★【【NHK受信料】】:ワンセグ携帯も受信料は支払うべき?
2011年 08月 26日
「NHKの受信料」
払わなければならないの?
hou-nattoku
質問
以前はテレビは見ていないからと、受信料は払っていなかったのですが、新しいマンションに引っ越してから、違う集金人が来て、見てなくてもテレビがある家は必ず支払ってもらうといって、法律で支払うように決まっていると強制的に言ってきます。本当に法律上支払わなければいけないのでしょうか?
回答
NHK(日本放送協会)の受信料については、放送法32条に規定があり、「協会の放送を受信することのできる受信設備を設置した者は、協会とその放送の受信についての契約をしなければならない。」(同条1項)とされています。
つまり、実際に視聴しているかどうかにかかわらず、受信設備(テレビ)を設置した場合にはNHKと受信契約を締結しなければならないわけです。
NHKはその公共性ゆえに、広告放送が禁止されています。その代わりに、テレビを持っている全ての人が公平に負担する受信料制度が法によって認められているのです(なお、学校や生活困窮者、災害被災者などは受信料が免除されています)。
ただ、受信契約を締結しなければならないとはいうものの、罰則規定はありませんから、処罰の対象にはなりません。もっとも、民法の一般原則によれば、NHKは受信契約義務の不履行として、損害賠償請求ができることになります。
ワンセグ携帯でも
NHK受信料を
払わなくてはだめ?
hou-nattoku
質問
NHKの受信料の問題です。テレビは家にないのでその旨を書面で提出し今まで済んでいたのですが、昨日、集金に来られた方が、パソコンもしくはワンセグ機能の携帯電話を所持していたらそれは放送法により支払が生じると言われました。

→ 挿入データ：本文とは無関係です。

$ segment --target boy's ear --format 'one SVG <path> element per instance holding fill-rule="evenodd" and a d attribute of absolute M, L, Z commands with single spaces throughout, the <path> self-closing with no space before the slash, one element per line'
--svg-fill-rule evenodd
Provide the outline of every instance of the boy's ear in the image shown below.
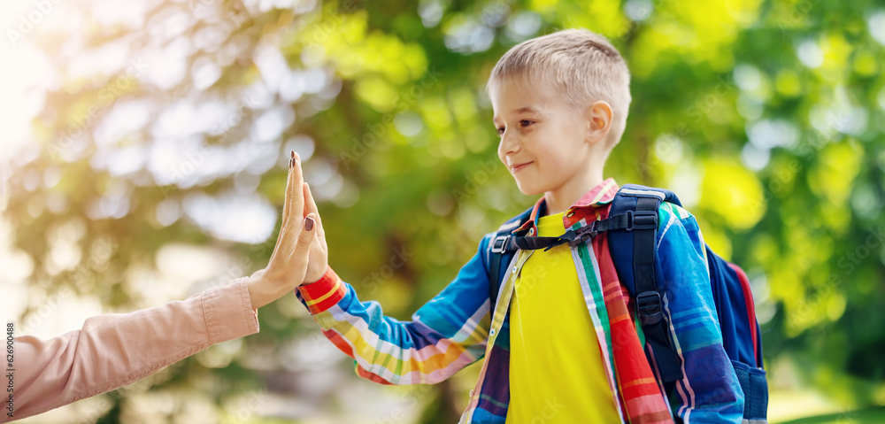
<path fill-rule="evenodd" d="M 604 100 L 594 102 L 584 110 L 584 119 L 587 122 L 585 139 L 595 144 L 605 138 L 612 128 L 612 105 Z"/>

パソコンは壊れてから所持していませんが、携帯電話はワンセグ機能があるので支払わなければいけないでしょうか? また、その携帯電話は会社からの支給品で実際の名義は私の名前ではありませんが、それは関係ありませんか? 家に入れろととてもしつこく、怖かったのでまた、その方が来ると思うと不安です。教えてください。
回答
確かに、NHKの見解は、テレビを視聴できるパソコンもしくはワンセグ機能付きの携帯電話(以下「ワンセグ携帯」とします。)は、「協会の放送を受信することのできる受信設備」(放送法(以下、単に「法」とします。)32条)にあたるとして、受信契約の対象となり受信料の支払いが必要である、というものです。

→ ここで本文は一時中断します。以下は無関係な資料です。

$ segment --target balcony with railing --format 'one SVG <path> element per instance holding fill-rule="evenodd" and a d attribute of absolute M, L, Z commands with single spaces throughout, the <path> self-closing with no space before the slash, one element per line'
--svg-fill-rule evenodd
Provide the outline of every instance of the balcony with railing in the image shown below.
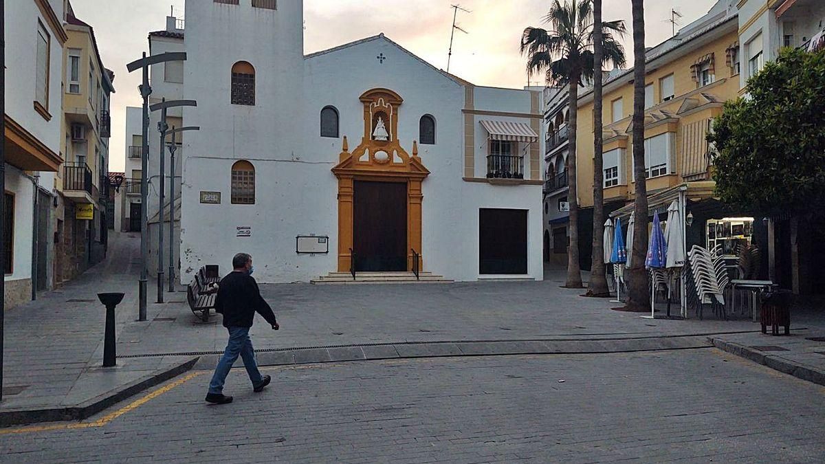
<path fill-rule="evenodd" d="M 64 195 L 75 202 L 92 203 L 94 186 L 92 169 L 86 163 L 66 163 L 63 169 Z"/>
<path fill-rule="evenodd" d="M 544 154 L 546 154 L 550 153 L 551 151 L 561 146 L 562 144 L 567 142 L 568 135 L 568 126 L 563 125 L 561 129 L 556 130 L 555 132 L 553 132 L 552 134 L 548 135 L 546 143 L 544 144 L 545 145 Z"/>
<path fill-rule="evenodd" d="M 491 154 L 487 157 L 488 178 L 523 179 L 524 157 Z"/>
<path fill-rule="evenodd" d="M 544 193 L 549 193 L 564 188 L 568 184 L 567 171 L 559 173 L 544 181 Z"/>
<path fill-rule="evenodd" d="M 126 184 L 126 195 L 140 195 L 140 179 L 127 179 L 124 183 Z"/>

しかし、その一方で、ワンセグ携帯は、「放送の受信を目的としない受信設備」(法32条但し書き)にあたるという解釈も可能です。 そして、この点に関して判断した最高最判例は未だありません。すなわち、相談者において、「ワンセグ携帯は、受信契約の対象となるという見解は、一方当事者の主張に過ぎず、ワンセグ携帯は法32条但し書きにあたり受信契約の対象とはならない」と主張し、NHK側からの受信料の徴収を突っぱねることも可能かとは思います。
ただし、近年NHKによる受信契約の未契約者に対する訴訟が数件提起されていることから、受信料の支払いを拒否し続けるとNHKから訴訟を起こされるリスクがあることも事実ではあります。そこで、もっとも穏当な方法は、ワンセグ機能の付いていない携帯電話に替えることであると考えます。一度、勤め先にご相談なさってはいかがでしょうか。
なお、携帯の名義が誰であるかは、今回のご相談の件には影響がないものと思われます。なぜなら、他人名義のワンセグ携帯を使用することは、他人から借りたテレビを使用していても、「協会の放送を受信することのできる受信設備を設置した」(法32条)といえ、受信料を支払わなければならないのと同じといえるからです。
最後に、受信料の集金の方(NHKによると「地域スタッフ」と呼ばれる方)が、家に上げろとしつこいということですが、もちろん相談者が地域スタッフを家に上げる法律上の義務はありません。仮に、相談者の意に反して家にあがりこんだ場合は、住居侵入罪(刑法130条前段)にあたります。そして、相談者が敷地から退去を申し出たにもかかわらず、地域スタッフが退去しない場合には不退去罪(刑法130条後段)が成立します。
地域スタッフの方があまりに非常識な行為をされるのであれば、お近くのNHKの営業所にご相談されてはいかがでしょうか。